– Pega! – Jean falou, jogando um monte de feno na sua direção.

– Ought! – Rick exclamou, quase caindo com o peso inesperado – Pare de jogar as coisas avisando na última hora! – falou irritado, depositando o conteúdo no chão.

– Você é ágil, então use isso a seu favor. – Jean tentou falar seriamente, mas Rick podia ver o vestígio de um sorriso estampado na cara dele.

– Se o feno cair e se espalhar todo, não vai ser eu que vou juntar.

Rick viu que Jean mexeu o braço esquerdo desconfortavelmente. O seu machucado faltava pouco para ser cicatrizado, mas pelo jeito ainda devia incomodar bastante.
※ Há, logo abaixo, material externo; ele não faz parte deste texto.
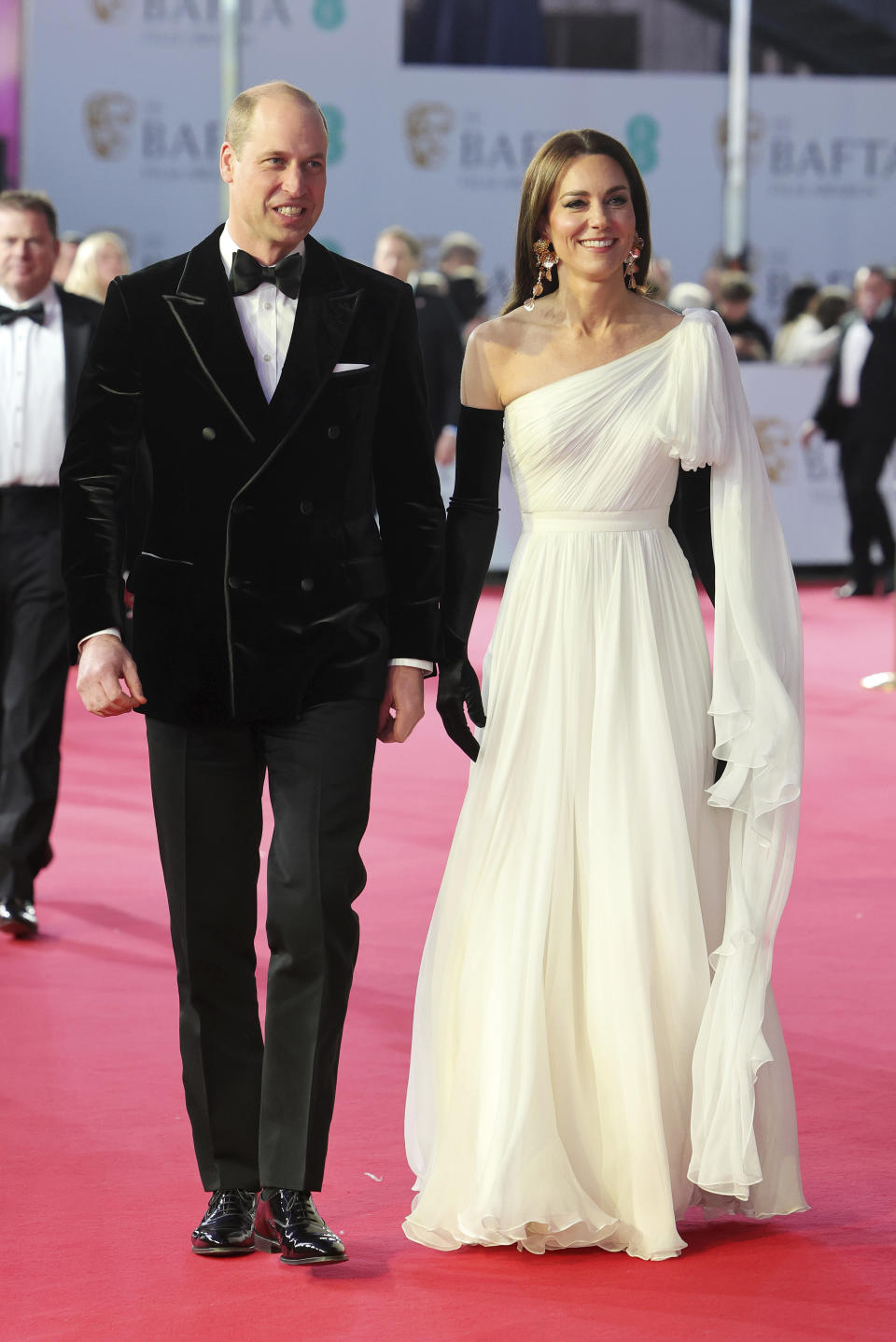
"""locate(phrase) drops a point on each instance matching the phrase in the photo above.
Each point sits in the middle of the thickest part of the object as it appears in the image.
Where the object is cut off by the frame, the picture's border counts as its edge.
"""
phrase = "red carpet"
(100, 1191)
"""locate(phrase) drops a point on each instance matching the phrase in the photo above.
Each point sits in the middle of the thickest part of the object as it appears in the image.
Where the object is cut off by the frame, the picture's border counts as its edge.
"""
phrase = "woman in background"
(98, 259)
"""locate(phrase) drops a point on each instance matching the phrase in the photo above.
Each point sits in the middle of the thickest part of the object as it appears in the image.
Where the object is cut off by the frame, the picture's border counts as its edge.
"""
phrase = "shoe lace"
(230, 1201)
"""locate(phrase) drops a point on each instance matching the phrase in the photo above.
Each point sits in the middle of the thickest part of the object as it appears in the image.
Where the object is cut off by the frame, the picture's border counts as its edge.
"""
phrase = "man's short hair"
(464, 245)
(35, 202)
(239, 117)
(404, 236)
O ferimento feio do pedaço que fora arrancado nunca iria desaparecer; embora não fosse aparecer tanto assim depois de sarado.

A maior preocupação havia sido se Jean pudesse ser contaminado e acabar morrendo pela febre alta causada pelos vírus dos zumbis; porém era necessária uma grande quantidade de bactérias para infectar o organismo, então por enquanto não haveria riscos.

– Jean! – alguém chamou ali por perto.

Os dois garotos olharam para a pessoa que vinha. Assim que reconheceram Rodrick, já sabiam o que significava.

– Oi professor. – Jean o cumprimentou. Rick acenou com a cabeça.

– Pronto para o treino? Já estamos atrasados. – Rodrick perguntou após cumprimenta-los.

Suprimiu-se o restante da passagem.